Perhaps, it is the desire for the punishment to end that truly punishes Sisyphus, not the punishment itself. Sisyphus can rise above his suffering only through mindfully embracing his situation, to bravely face the First Noble Truth that his life is aplenty with dissatisfactons, and yet be motivated to take his rock up each time. The lesser the motivation he has, the more he suffers. If one has to suffer, let him do so graciously, without increasing his suffering. The rock does not cause Sisyphus' real suffering - it is what he places upon the rock. An "ounce" of unwillingness can only make the rock an ounce heavier. If we cannot rise above the rock of suffering in our lives physically, we need to do so mentally. When the rise and fall of your happiness is dictated by the rock of suffering in your life, it wins. When its burden becomes inconsequential, you win. Mind over matter! At the end of the day, it is just a rock - yet also a tool to Enlightenment and a personal hell to bear.
In the Sallatha Sutta (Discourse of the Arrow: http://www.accesstoinsight.org/canon/sutta/samyutta/sn36-006.html), the Buddha taught that when a spiritually untrained person experiences pain, he suffers in two ways - both physically and mentally. It is as if he is shot by two arrows. But a trained person who experiences pain feels only the physical arrow (which is unavoidable as long as we have a body). Why shoot yourself with the second arrow? As a well-trained person does not harbours aversion to physical pain or attachment to its opposite state (pleasure), he does not furthers pain through futile resistance or yearning for otherwise. The inevitable physical pain from the first arrow comes from your past karma. The optional mental pain from the second arrow comes from your present karma - from your choice of attitude in the moment, of how you interpret being hit by the first arrow. The trained mind abides in equanimity, knowing both physical and mental states of pain and pleasure only rise and fall. As everything passes, there is no point or need to be hung up on the fleeting.

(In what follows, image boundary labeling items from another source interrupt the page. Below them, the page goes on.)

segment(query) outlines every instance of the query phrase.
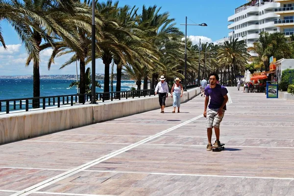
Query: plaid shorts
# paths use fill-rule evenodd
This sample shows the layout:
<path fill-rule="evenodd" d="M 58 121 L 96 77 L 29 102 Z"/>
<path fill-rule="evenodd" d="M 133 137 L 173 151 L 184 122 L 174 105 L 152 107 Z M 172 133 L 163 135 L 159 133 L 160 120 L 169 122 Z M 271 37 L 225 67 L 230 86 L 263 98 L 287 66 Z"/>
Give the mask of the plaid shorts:
<path fill-rule="evenodd" d="M 220 116 L 218 114 L 219 109 L 207 109 L 206 113 L 206 128 L 220 128 L 220 122 L 222 120 L 225 110 L 222 109 L 222 114 Z"/>

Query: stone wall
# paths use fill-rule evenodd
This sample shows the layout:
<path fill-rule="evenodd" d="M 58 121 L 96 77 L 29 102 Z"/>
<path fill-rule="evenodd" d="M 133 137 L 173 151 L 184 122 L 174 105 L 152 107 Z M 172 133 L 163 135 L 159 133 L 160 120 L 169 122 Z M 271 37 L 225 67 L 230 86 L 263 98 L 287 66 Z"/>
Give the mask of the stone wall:
<path fill-rule="evenodd" d="M 184 92 L 181 102 L 200 93 Z M 167 106 L 172 105 L 170 95 Z M 0 115 L 0 144 L 97 123 L 160 108 L 158 96 Z"/>

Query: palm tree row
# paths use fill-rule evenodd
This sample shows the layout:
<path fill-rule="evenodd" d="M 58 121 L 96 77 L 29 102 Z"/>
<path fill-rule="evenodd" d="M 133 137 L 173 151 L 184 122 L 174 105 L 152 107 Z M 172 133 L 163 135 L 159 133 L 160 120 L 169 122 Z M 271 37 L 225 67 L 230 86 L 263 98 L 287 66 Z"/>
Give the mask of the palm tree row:
<path fill-rule="evenodd" d="M 253 67 L 268 71 L 270 69 L 270 58 L 273 56 L 277 60 L 282 58 L 294 58 L 294 37 L 285 37 L 283 33 L 270 34 L 263 32 L 259 35 L 258 42 L 249 47 L 248 51 L 253 50 L 258 56 L 251 58 Z"/>
<path fill-rule="evenodd" d="M 40 96 L 40 52 L 49 48 L 53 51 L 48 68 L 50 69 L 56 58 L 71 55 L 60 68 L 78 61 L 80 93 L 86 92 L 86 66 L 92 61 L 91 4 L 91 1 L 86 0 L 83 2 L 78 0 L 0 0 L 0 19 L 14 28 L 24 45 L 28 54 L 25 65 L 31 62 L 33 64 L 34 97 Z M 96 0 L 95 5 L 96 58 L 101 59 L 104 65 L 104 92 L 110 91 L 112 63 L 117 66 L 117 91 L 121 90 L 122 71 L 136 82 L 138 89 L 141 89 L 142 80 L 144 89 L 147 89 L 148 80 L 150 87 L 154 88 L 160 74 L 165 75 L 168 82 L 175 77 L 184 77 L 183 34 L 175 26 L 174 20 L 170 18 L 169 13 L 160 13 L 161 8 L 156 6 L 144 6 L 139 13 L 138 8 L 119 7 L 118 1 L 110 0 L 102 3 Z M 0 43 L 5 47 L 0 30 Z M 203 74 L 212 70 L 225 72 L 228 68 L 229 71 L 230 68 L 236 76 L 238 70 L 244 69 L 246 57 L 242 54 L 244 44 L 239 43 L 233 40 L 226 45 L 225 43 L 225 46 L 207 43 L 196 47 L 188 41 L 187 80 L 194 81 L 199 61 Z M 204 47 L 210 52 L 207 66 Z"/>

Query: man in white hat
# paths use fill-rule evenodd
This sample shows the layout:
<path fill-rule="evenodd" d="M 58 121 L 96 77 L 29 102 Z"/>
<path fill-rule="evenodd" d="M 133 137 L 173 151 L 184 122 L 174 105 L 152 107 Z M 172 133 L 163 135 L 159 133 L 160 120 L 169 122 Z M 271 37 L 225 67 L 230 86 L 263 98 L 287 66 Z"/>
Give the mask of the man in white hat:
<path fill-rule="evenodd" d="M 159 99 L 159 105 L 161 107 L 160 113 L 164 113 L 164 107 L 165 107 L 165 100 L 169 95 L 169 86 L 168 83 L 165 81 L 164 76 L 160 76 L 159 78 L 160 82 L 157 83 L 155 87 L 155 94 L 158 93 L 158 98 Z"/>

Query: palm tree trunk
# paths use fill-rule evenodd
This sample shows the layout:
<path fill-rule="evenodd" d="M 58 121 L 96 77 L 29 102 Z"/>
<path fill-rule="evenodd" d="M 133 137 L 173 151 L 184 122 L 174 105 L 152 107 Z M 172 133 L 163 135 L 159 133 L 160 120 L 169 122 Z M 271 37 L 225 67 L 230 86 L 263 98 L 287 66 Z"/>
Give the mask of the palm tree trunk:
<path fill-rule="evenodd" d="M 234 79 L 234 65 L 233 65 L 231 66 L 231 72 L 232 72 L 232 79 L 231 79 L 231 80 L 232 80 L 232 87 L 234 87 L 234 83 L 235 83 L 234 82 L 234 81 L 235 80 Z"/>
<path fill-rule="evenodd" d="M 225 67 L 225 66 L 224 66 L 224 69 L 223 70 L 223 72 L 224 72 L 224 84 L 226 85 L 226 68 Z"/>
<path fill-rule="evenodd" d="M 138 80 L 136 82 L 136 85 L 137 85 L 137 90 L 141 90 L 141 86 L 142 85 L 142 82 L 141 80 Z"/>
<path fill-rule="evenodd" d="M 42 42 L 41 35 L 34 31 L 33 37 L 38 47 L 38 54 L 40 55 L 40 44 Z M 34 61 L 33 67 L 33 96 L 34 97 L 40 97 L 40 62 Z M 40 108 L 40 99 L 33 100 L 33 108 Z"/>
<path fill-rule="evenodd" d="M 152 79 L 151 80 L 151 85 L 150 86 L 150 89 L 153 89 L 155 87 L 155 73 L 152 73 Z"/>
<path fill-rule="evenodd" d="M 104 65 L 104 92 L 109 92 L 109 68 L 112 61 L 112 56 L 110 52 L 104 52 L 102 60 Z M 104 95 L 106 99 L 109 98 L 107 95 L 104 94 Z"/>
<path fill-rule="evenodd" d="M 40 66 L 36 63 L 34 63 L 33 70 L 33 96 L 40 97 Z M 40 108 L 40 99 L 33 100 L 33 108 Z"/>
<path fill-rule="evenodd" d="M 228 83 L 229 84 L 228 84 L 228 87 L 230 87 L 230 65 L 228 65 L 228 80 L 229 81 Z"/>
<path fill-rule="evenodd" d="M 222 85 L 222 83 L 221 82 L 222 81 L 222 69 L 220 69 L 220 83 L 221 85 Z"/>
<path fill-rule="evenodd" d="M 116 91 L 119 92 L 121 91 L 121 88 L 122 87 L 122 66 L 118 66 L 117 65 L 117 87 Z M 118 93 L 116 95 L 116 97 L 119 97 L 120 93 Z"/>
<path fill-rule="evenodd" d="M 237 66 L 236 65 L 236 60 L 235 59 L 234 59 L 234 73 L 235 74 L 235 86 L 237 87 L 237 74 L 236 74 L 236 72 L 237 72 Z"/>
<path fill-rule="evenodd" d="M 143 84 L 143 89 L 148 89 L 148 76 L 144 77 L 144 82 Z"/>
<path fill-rule="evenodd" d="M 79 103 L 85 103 L 84 94 L 86 93 L 86 66 L 85 65 L 85 59 L 81 58 L 80 59 L 80 95 L 78 98 L 78 102 Z"/>

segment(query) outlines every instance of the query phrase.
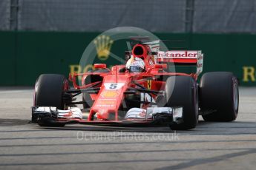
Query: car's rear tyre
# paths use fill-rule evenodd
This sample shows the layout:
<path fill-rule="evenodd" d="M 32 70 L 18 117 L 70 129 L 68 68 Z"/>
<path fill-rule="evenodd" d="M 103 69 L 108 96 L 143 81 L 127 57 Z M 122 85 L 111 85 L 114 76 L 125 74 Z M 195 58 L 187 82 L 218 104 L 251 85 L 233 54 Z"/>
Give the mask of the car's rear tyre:
<path fill-rule="evenodd" d="M 200 84 L 200 109 L 206 121 L 233 121 L 239 107 L 238 81 L 232 72 L 205 73 Z"/>
<path fill-rule="evenodd" d="M 35 86 L 34 106 L 53 106 L 65 109 L 63 95 L 68 89 L 68 81 L 64 75 L 56 74 L 41 75 Z M 65 124 L 53 123 L 50 118 L 42 118 L 39 121 L 42 126 L 63 126 Z"/>
<path fill-rule="evenodd" d="M 174 130 L 186 130 L 194 128 L 198 122 L 197 86 L 188 76 L 171 76 L 165 84 L 166 106 L 183 108 L 183 123 L 171 123 Z"/>

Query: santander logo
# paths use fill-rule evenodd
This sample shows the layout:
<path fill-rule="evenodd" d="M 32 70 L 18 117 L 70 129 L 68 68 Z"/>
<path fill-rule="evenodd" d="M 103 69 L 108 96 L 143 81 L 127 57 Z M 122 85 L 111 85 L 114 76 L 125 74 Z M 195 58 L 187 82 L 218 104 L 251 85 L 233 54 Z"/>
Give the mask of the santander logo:
<path fill-rule="evenodd" d="M 197 58 L 198 51 L 159 51 L 157 58 Z"/>

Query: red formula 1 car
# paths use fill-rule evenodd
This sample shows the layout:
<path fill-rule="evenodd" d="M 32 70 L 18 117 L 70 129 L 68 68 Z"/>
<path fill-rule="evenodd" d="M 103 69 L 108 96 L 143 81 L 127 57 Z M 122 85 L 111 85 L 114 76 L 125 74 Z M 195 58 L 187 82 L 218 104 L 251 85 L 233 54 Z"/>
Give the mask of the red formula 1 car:
<path fill-rule="evenodd" d="M 125 53 L 128 59 L 143 60 L 142 72 L 131 72 L 125 65 L 109 69 L 105 64 L 96 64 L 93 71 L 70 74 L 72 89 L 64 75 L 41 75 L 35 86 L 32 122 L 45 126 L 168 125 L 172 129 L 190 129 L 200 115 L 207 121 L 236 119 L 238 84 L 232 72 L 205 73 L 197 84 L 203 70 L 200 51 L 155 51 L 149 44 L 137 44 Z M 171 69 L 177 65 L 194 65 L 197 71 L 187 74 Z M 80 94 L 82 100 L 76 101 Z"/>

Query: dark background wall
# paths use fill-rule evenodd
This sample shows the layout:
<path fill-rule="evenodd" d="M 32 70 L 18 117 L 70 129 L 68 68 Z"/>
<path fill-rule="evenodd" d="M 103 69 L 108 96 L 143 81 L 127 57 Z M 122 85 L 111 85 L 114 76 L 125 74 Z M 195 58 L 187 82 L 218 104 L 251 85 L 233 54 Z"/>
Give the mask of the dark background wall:
<path fill-rule="evenodd" d="M 128 26 L 185 40 L 186 50 L 203 50 L 204 72 L 232 71 L 241 85 L 255 86 L 255 0 L 1 0 L 0 85 L 83 72 L 78 65 L 87 45 L 106 30 Z M 114 41 L 111 52 L 123 58 L 126 50 Z"/>

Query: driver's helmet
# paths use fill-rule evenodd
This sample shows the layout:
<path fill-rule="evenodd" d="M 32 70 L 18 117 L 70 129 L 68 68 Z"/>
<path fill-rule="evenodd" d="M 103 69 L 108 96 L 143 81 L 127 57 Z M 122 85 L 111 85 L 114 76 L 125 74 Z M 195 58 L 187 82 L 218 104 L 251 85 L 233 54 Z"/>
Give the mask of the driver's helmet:
<path fill-rule="evenodd" d="M 126 69 L 130 72 L 142 72 L 145 70 L 145 63 L 142 59 L 131 55 L 126 63 Z"/>

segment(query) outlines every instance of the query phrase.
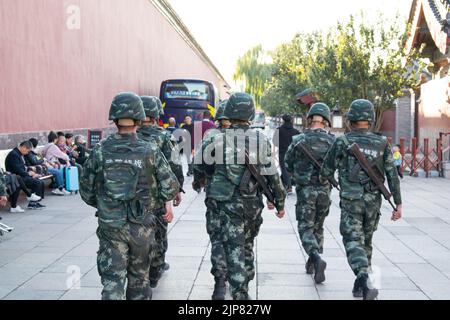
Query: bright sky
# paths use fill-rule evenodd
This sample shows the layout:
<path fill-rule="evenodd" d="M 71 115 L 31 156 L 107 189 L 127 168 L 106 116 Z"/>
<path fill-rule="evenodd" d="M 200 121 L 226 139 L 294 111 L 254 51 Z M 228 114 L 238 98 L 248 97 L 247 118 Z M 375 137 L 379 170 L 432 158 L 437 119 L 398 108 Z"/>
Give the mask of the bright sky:
<path fill-rule="evenodd" d="M 364 10 L 368 19 L 380 14 L 406 20 L 412 0 L 169 0 L 175 11 L 233 84 L 237 58 L 262 44 L 271 50 L 297 32 L 328 29 Z"/>

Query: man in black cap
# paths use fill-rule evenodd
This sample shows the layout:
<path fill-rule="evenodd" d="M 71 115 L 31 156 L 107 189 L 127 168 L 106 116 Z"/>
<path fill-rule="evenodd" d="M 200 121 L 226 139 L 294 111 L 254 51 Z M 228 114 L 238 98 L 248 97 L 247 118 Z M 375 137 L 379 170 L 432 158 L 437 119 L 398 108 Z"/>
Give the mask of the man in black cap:
<path fill-rule="evenodd" d="M 284 156 L 292 142 L 292 137 L 300 132 L 292 124 L 292 116 L 285 114 L 282 117 L 283 124 L 277 128 L 273 135 L 273 144 L 278 147 L 278 157 L 280 160 L 281 180 L 288 193 L 292 192 L 292 183 L 289 173 L 284 165 Z"/>

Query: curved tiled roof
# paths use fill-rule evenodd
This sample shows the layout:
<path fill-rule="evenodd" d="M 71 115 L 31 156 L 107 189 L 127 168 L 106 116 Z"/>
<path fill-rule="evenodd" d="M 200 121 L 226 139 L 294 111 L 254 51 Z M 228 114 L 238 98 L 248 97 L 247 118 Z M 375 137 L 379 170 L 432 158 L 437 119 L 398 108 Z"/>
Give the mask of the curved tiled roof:
<path fill-rule="evenodd" d="M 183 40 L 198 54 L 198 56 L 214 71 L 217 77 L 221 79 L 228 87 L 229 84 L 220 73 L 219 69 L 214 65 L 200 44 L 195 40 L 187 26 L 183 23 L 181 18 L 166 0 L 149 0 L 156 9 L 166 18 L 172 27 L 178 32 Z"/>
<path fill-rule="evenodd" d="M 450 45 L 450 0 L 414 0 L 409 22 L 412 25 L 409 47 L 415 45 L 421 19 L 425 19 L 430 36 L 442 54 L 447 54 Z"/>

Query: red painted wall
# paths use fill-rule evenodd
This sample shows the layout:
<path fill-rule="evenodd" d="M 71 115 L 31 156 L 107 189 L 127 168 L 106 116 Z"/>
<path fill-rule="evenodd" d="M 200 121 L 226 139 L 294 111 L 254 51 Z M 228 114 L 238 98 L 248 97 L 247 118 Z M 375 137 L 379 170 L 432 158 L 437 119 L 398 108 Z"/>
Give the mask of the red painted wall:
<path fill-rule="evenodd" d="M 158 95 L 169 78 L 223 87 L 147 0 L 0 1 L 0 133 L 107 127 L 116 93 Z"/>

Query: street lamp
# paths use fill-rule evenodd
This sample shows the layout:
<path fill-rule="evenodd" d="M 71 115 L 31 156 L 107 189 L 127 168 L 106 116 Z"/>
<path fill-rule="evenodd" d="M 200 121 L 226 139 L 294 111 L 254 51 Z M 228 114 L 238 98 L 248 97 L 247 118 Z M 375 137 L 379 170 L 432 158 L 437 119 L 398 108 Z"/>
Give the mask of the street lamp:
<path fill-rule="evenodd" d="M 339 107 L 339 104 L 336 105 L 333 109 L 331 121 L 332 121 L 332 127 L 334 129 L 342 129 L 344 127 L 344 121 L 343 121 L 341 108 Z"/>

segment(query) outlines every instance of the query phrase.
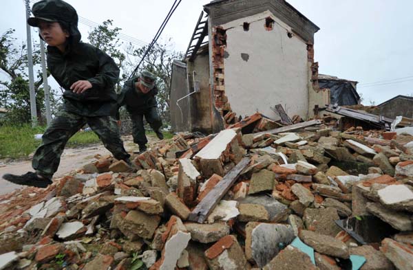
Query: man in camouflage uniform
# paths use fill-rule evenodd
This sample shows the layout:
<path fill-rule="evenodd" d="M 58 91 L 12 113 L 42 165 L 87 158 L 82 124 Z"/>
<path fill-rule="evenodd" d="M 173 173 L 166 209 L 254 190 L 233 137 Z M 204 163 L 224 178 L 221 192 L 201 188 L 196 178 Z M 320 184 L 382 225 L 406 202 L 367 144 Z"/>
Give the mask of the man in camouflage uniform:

In the myth, Sisyphus' punishment is forever. In fact, it is his eternal hell. However, the Buddha tells us that suffering in hell is never eternal, even if it feels tormentingly long. It too, will pass, as sure as your negative karma will burn up. Yes, there is justice, there is hope. As Shunryu Suzuki Roshi aptly puts it, "Hell is training." Whether in a physical or mental hell, if your rock wears out before your will, you triumph over your suffering. Any existential punishment we experience in Samsara (our world of prevalent suffering) is only as "eternal" as you will it to be. As Stonepeace said, "You have forever to break free of life and death. But if you take forever, you are forever trapped." In the mean time, may we be strong in bearing the "unbearable", in making the best of the worst we face.